A fresh debate now is raging in North Carolina, where just weeks after the 6th Circuit’s ruling the General Assembly — at the prodding of Gov. Mike Easley (D) — granted Dell $225 million in tax incentives over 15 years.
In exchange, the company agreed to build a computer manufacturing plant in the Piedmont Triad — an area hard-hit by the movement of manufacturing jobs overseas — creating at least 1,500 jobs and investing $100 million over the next five years.
“The fact of the matter is that we’re not just competing against Texas and Virginia,” said Dan Gerlach, Easley’s senior policy adviser for fiscal affairs. “We’re competing against Ireland, Scotland, India and China. … We have to do something in a global economy to ensure that we still have a manufacturing base in this country.”
Easley’s office estimates that the Dell facility will bring $743 million in net revenue to the state over the next two decades. But former state Supreme Court Justice Robert Orr is poised to challenge the constitutionality of the deal on behalf of a yet-to-be-named group or person.

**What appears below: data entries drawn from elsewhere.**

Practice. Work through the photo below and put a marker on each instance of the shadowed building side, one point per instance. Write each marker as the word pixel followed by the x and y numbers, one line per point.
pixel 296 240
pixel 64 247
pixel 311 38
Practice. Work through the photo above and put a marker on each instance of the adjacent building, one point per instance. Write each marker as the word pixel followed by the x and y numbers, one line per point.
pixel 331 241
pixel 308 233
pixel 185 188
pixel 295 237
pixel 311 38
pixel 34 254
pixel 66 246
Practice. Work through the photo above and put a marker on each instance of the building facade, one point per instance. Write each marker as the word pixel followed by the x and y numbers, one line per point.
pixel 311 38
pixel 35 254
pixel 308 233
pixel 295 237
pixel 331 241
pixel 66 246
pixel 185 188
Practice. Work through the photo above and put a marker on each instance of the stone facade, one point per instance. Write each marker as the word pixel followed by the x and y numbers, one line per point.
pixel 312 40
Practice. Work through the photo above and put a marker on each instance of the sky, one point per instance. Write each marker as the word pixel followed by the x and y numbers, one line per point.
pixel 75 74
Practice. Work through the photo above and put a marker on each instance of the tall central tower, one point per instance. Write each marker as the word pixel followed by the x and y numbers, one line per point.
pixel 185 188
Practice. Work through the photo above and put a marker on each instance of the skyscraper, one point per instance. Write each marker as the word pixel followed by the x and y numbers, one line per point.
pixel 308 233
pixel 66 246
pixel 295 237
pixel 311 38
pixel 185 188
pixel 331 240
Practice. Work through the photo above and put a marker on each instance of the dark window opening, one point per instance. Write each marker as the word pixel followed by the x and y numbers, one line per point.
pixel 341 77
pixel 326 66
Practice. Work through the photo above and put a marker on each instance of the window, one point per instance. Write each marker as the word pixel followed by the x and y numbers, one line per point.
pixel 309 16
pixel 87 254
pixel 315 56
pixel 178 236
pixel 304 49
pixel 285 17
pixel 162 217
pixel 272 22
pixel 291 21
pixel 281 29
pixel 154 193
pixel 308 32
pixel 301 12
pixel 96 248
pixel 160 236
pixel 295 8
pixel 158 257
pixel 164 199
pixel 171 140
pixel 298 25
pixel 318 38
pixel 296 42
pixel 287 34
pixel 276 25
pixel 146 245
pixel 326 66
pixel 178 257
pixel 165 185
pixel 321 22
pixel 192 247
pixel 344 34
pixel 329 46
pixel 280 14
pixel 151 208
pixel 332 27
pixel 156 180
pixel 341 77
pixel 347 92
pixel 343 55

Orr, who said he plans to file the lawsuit sometime in mid-June, claims that the Dell deal violates provisions of the North Carolina Constitution that restrict state taxing authority to efforts that directly benefit public interest and that bar lawmakers from handpicking private entities to receive special treatment from the state.
“The state can’t selectively pick who gets a tax break and who doesn’t,” he said in a phone interview. “If we’re subsidizing people to create jobs, then everybody who creates a job should have the opportunity to benefit from that.”
The lawsuit, which Orr said he plans to file in state rather than federal court, also will contend that the package extended to Dell violates the U.S. Commerce Clause, citing many of the arguments used by the 6th Circuit panel to strike down Ohio’s tax incentive program.
Lawsuits already filed in other states include a challenge to Minnesota’s JOBZ — or Job Opportunity Building Zone — program, on the grounds that it provides a tax break to select companies at the expense of other businesses and residential taxpayers.